I feel like I should get this screen printed on a t-shirt. With airbrushed font, of course.
And now Rachel tries to save herself, pulling Porsche into the fortune teller room. She argues that Jordan’s the only person who won’t take her to the end and that both Adam and Rachel would take her. I highly doubt Rachel would take Porsche; she would crush Adam in a head-to-head vote. Porsche tells us that her chances of winning are better against Jordan, since she won two years ago, as if that is relevant in any way. Wrong: your chances against Jordan are awful because all her friends will vote for her.
Live Veto meeting! Porsche unsurprisingly uses the Veto on herself and is automatically replaced with Rachel. Rachel and Jordan each get a chance to address Porsche before she casts her vote. Rachel says that she’s “honored” to be in the house again this year (I’m not even touching that), and then she says some nice stuff about everyone and trips over her words on live television, because Rachel is only articulate when she’s in the Diary Room and has nine chances to repeat herself.
Jordan says she knows she’s going home and that it’s been a great summer. She says nice stuff about everyone but Porsche, and then? “Porsche, I never talked to you, but that I know that you love wearing bikinis and love to host competitions, so…” Ha! Did she even mean for that to be a burn? That’s the beauty of Jordan, I guess: almost everything she says may or may not be an insult, but she’s so nice that you don’t even notice.
“You’re so sweet, Porsche; I’m really going to miss your gigantic butt.”
Porsche stands and unceremoniously evicts Jordan, and with that, we have a final three of Adam, Porsche and Rachel. If I had asked you to name a more disappointing Final Three at the beginning of the season, you legitimately could not. Wait, yes you could: Rachel, Brendon, and any third person. Hm, so I guess this is only the second worst possible outcome. Yay!

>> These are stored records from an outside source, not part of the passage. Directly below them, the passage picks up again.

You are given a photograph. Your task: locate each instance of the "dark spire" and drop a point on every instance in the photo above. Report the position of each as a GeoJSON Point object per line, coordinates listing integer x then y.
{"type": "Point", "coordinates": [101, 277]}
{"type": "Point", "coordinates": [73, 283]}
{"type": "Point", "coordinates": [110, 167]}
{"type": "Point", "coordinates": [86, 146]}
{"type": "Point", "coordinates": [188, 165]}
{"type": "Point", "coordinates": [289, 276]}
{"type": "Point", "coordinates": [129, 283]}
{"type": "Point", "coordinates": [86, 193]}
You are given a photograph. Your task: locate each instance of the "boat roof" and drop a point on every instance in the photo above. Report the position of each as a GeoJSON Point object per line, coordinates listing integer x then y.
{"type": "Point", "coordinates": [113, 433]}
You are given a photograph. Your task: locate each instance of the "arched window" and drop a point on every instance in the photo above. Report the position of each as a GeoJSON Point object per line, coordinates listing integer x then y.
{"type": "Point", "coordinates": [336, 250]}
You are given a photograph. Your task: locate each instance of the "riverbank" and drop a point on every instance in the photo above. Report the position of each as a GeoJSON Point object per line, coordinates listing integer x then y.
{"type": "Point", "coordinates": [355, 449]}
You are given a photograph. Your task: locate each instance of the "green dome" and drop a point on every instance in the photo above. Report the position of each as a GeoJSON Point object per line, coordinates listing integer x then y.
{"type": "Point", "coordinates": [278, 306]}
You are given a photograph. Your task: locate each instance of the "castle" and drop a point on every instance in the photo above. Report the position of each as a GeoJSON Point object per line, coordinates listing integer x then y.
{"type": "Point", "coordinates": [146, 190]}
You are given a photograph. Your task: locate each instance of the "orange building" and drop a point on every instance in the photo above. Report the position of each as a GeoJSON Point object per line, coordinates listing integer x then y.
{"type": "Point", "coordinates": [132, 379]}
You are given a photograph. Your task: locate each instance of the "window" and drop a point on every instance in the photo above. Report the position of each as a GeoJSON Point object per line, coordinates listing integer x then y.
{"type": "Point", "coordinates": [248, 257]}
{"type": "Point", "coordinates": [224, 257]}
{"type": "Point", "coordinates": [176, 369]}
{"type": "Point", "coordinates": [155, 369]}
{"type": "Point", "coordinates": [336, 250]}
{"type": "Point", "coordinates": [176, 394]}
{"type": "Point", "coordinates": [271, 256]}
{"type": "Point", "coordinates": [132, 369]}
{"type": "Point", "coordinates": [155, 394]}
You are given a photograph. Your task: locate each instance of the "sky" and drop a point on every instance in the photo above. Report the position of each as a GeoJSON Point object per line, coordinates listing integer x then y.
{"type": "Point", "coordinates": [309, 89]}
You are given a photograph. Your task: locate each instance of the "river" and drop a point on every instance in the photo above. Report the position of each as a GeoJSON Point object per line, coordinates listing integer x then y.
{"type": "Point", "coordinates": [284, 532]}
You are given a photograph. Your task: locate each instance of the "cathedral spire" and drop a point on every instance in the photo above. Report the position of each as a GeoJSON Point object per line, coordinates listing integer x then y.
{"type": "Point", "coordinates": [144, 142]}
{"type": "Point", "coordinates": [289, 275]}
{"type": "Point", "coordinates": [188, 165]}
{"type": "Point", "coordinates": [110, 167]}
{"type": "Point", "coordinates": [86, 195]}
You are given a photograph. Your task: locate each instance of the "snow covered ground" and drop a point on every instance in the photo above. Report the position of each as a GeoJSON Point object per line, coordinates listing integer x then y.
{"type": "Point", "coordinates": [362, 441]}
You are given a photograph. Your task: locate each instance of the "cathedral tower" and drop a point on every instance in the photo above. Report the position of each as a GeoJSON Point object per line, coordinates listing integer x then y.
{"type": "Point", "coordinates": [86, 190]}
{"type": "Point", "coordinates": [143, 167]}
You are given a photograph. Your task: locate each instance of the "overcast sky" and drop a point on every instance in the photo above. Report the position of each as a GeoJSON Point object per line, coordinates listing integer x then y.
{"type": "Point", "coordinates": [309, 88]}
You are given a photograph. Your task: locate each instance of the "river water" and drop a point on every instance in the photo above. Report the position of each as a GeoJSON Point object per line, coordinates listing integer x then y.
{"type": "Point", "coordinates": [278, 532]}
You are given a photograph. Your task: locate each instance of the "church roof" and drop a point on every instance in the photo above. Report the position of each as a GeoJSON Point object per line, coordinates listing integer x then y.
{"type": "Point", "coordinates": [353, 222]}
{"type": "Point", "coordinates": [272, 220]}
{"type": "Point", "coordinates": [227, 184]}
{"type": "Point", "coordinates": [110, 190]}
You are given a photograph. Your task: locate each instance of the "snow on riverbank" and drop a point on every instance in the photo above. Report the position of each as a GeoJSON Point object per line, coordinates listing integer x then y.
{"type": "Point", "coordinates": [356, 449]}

Jordan gets huge applause from the audience upon exiting the house. When Julie asks her why she didn’t campaign, Jordan admits that she never talked to Porsche the whole summer, and that it was too late to try. Julie asks Jordan about Shelly, and OH MY GOD I’M SO TIRED OF HEARING ABOUT JEFF AND JORDAN AND SHELLY SHUT UP NO ONE CARES ABOUT LEATHERFACE AND FRIENDS. Julie tells Jordan that the last few days, it seemed like she was trying to throw in the towel. Jordan basically says that she just got super tired of wrangling Rachel all the time, and that she felt like Rachel has been doing most of the work and also she’s already won and also super tired so also Jeff was the one who really wanted to be on the show again and also she doesn’t care any more so what does it matter? All good points, Jordan. See you soon!
“I know, I wanna forget this whole summer happened, too!”
In the goodbye messages, Adam is completely gross (but what’s new), telling Jordan that she and Jeff showed him how to “play this game fair and honest”. Barf. Dude’s the least honest player this season, and that includes Shelly. Then Rachel starts crying, because that’s what happens.
Part one of the final HOH competition. As usual, it’s endurance. This time they’re posted up on a giant mixer that will undoubtedly start turning, and then shoot shit all over them. And hey, that’s exactly what happens! Yawn. I say it every year: Is it time for Survivor yet?
Someone’s gonna get salmonella from this.